E io passavo sotto le loro finestre in scarpette da corsa e maglietta giallo fluo, e appoggiato al muro per prendere fiato le sentivo ridere di sopra. Non capivo per filo e per segno ogni loro parola, che il dialetto lo so, ma il dialetto degli anziani è ancor più particolare. Ma le loro parole avevano una musica divertita, non pesante di solitudine. E nel vicolo un odore buonissimo di brodo, e voglia di casa.
POSTILLA
È venerdì 21 giugno 1630, e in una Milano devastata dalla peste piove. Un passante rasente al muro con un foglio in mano, come se scrivesse, striscia le dita sulla parete per pulirle dall'inchiostro. Affacciata alla finestra Caterina Trocazzani, vedova di Alessandro Rosa, vede la scena e sospetta di lui. Un'altra vicina, Ottavia Persici, moglie di Giovanni Bono, le dà manforte e danno l'allarme: l'uomo si chiama Guglielmo Piazza, è un commissario della sanità e durante il suo giro di ispezione stava prendendo nota delle abitazioni già controllate, accostandosi al muro per ripararsi dalla pioggia battente. Scambiato per un untore viene arrestato e, ignaro di tutto, interrogato, coi metodi spicci di allora. viene rasato, purgato e torturato. Sfinito dai tormenti e confidando nell'impunità promessa ai delatori fece il nome della prima persona che gli venne in mente: Gian Giacomo Mora, un barbiere che per arrotondare i guadagni vendeva sottobanco degli unguenti contro la peste preparati da lui. Fu arrestato e, stravolto dalle torture, confessò ciò che non aveva mai fatto: di aver fornito "sostante pestifere" al Piazza per ungere i muri e le porte della città...

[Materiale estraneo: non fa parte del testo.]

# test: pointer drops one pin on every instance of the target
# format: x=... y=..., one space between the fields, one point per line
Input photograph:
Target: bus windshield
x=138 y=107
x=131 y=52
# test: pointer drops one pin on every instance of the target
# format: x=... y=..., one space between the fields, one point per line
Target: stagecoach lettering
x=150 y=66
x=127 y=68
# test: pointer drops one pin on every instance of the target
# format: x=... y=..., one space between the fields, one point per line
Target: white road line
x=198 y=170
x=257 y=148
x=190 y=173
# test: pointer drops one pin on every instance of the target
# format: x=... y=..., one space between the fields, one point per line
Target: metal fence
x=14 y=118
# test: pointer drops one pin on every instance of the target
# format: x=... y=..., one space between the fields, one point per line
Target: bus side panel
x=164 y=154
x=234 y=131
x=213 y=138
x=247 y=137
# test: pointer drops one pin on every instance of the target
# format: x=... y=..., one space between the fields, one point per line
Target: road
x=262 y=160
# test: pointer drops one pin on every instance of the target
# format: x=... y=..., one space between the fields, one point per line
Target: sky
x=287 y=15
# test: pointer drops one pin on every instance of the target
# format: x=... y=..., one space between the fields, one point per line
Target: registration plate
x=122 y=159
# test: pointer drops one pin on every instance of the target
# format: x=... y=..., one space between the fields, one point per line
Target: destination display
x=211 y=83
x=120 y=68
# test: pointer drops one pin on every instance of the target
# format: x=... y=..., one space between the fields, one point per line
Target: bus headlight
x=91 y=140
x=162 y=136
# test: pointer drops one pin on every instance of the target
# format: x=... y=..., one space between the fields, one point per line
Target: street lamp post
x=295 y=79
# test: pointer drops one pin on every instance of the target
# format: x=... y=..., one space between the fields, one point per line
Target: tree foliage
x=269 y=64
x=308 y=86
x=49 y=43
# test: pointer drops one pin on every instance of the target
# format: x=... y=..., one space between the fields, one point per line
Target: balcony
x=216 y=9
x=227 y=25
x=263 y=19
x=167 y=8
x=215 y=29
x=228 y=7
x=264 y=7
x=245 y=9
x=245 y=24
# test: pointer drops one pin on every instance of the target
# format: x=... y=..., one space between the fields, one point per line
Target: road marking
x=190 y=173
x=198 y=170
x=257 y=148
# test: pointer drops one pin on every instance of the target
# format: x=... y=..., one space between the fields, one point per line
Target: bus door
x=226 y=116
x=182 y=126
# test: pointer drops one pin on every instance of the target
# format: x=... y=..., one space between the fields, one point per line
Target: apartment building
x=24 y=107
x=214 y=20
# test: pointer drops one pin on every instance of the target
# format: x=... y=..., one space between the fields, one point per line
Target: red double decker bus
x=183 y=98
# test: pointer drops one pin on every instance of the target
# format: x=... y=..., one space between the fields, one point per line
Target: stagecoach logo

Inizia così la "Storia della Colonna Infame", l'opera che nacque contemporaneamente alla stesura del "Fermo e Lucia" nel 1823, come excursus collegato al cap. V del quarto tomo e pubblicata invece solo nel 1842, come appendice all'edizione definitiva dei "Promessi Sposi".
Ho voluto chiudere anch'io, con due donne alla finestra, questo mio breve viaggio in dieci novelle in compagnia dei lettori di Merateonline, Leccoonline e Casateonline: ho cercato in questi racconti di mettere al servizio della fantasia e della pace le mie parole in settimane in cui le parole dei mezzi di comunicazione sembrano uno stillicidio di Male, e la retorica degli slogan si svuota a ogni morto che si aggiunge e a ogni nuovo modello di autocertificazione. "Andrà tutto bene" un fico secco! direbbero le mie due nonnine di sopra, che al posto degli arcobaleni e delle bandiere italiane mettono alla finestra il profumo della loro vita concreta. Lo sanno loro e ve lo dico anch'io che è questa che ci salverà.